Dai para frente ele começou a beber alguma coisa que não dava para ver o que era. Comecei a ficar com sede. Pedi por água.
“Não sai dai. É trabalho.”
Ele já não falava comigo durante as fotos. Eu começava a perder a noção do horário, virava de um lado para o outro, fazia poses de tudo que era jeito, deitada, na ponta dos pés, ajoelhada: quantas fotos mais?
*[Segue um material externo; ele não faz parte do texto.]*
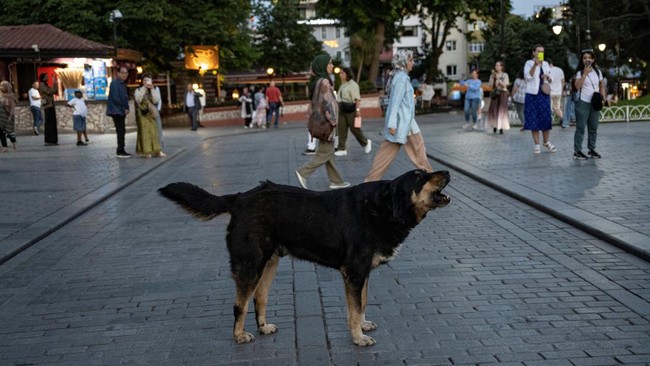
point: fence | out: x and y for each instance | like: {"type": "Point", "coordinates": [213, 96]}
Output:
{"type": "Point", "coordinates": [628, 113]}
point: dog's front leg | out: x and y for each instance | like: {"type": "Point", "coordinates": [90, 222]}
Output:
{"type": "Point", "coordinates": [366, 325]}
{"type": "Point", "coordinates": [262, 294]}
{"type": "Point", "coordinates": [353, 295]}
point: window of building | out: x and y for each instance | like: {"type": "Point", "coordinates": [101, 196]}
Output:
{"type": "Point", "coordinates": [410, 31]}
{"type": "Point", "coordinates": [476, 47]}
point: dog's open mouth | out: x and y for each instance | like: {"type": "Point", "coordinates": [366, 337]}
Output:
{"type": "Point", "coordinates": [440, 199]}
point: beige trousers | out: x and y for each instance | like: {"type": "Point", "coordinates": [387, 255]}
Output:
{"type": "Point", "coordinates": [324, 156]}
{"type": "Point", "coordinates": [414, 148]}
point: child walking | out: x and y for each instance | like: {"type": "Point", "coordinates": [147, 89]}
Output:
{"type": "Point", "coordinates": [79, 117]}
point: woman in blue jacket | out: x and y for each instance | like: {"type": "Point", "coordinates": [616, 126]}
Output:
{"type": "Point", "coordinates": [400, 126]}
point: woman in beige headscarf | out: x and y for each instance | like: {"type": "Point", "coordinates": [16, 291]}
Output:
{"type": "Point", "coordinates": [7, 115]}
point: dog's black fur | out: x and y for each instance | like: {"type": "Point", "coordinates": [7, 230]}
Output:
{"type": "Point", "coordinates": [352, 230]}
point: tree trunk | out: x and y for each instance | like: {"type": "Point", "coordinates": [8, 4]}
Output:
{"type": "Point", "coordinates": [379, 45]}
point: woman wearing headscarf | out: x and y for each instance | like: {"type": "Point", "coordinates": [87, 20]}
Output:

Notou minha impaciência. Fez dois ou três elogios: bonito, bonito. Às vezes, deixava a máquina no canto, e mexia na lanterna, é verdade. Mudava de posição, deixava uma parte do meu corpo iluminada, a outra ficava escura. Tirei as pantufas do pé, coloquei em frente aos seios, mordi cada uma, depois mordi as duas de uma só vez, dei alguns tapinhas na minha bunda com o mico-leão, deslizei a pantufa do pé esquerdo da minha boca até o umbigo. Repeti isso quinze vezes. Minha cabeça estava doendo por causa do falso desmaio, estava exausta. Finalmente ele chegou com água para mim, eu já estava escorada na parede, nem percebi.
“Meu anjo.”
Fui acordar desse jeito, naquele Gol branco, no meio do Borba Gato, com o barulho dos carros, o vidro arrebentado do lado esquerdo, deitada no banco de trás. Umas crianças gritavam que eu estava morta, acordei confusa, ela morreu, ela morreu, muita buzina, ela morreu, eu não entendia nada. Alguém me cobriu com uma camiseta, um velho arriscou uma respiração boca a boca, tentei empurrá-lo com o pouco de força que eu tinha no momento. O gel, o perfume, o endereço da casa, o nome, não sei onde trabalhava, não vi o amigo dele nem sei o nome. Também não sei o sobrenome do Antônio. Não sei se ele mora mesmo naquela casa. Que desgraçado. Moça, jura para mim, no meu olho: meu Josué não vai mesmo nunca saber disso? Não esquece, pelo amor, de fazer o desenho dele ai, com o olho torto que nem o diabo: cem por cento estrábico.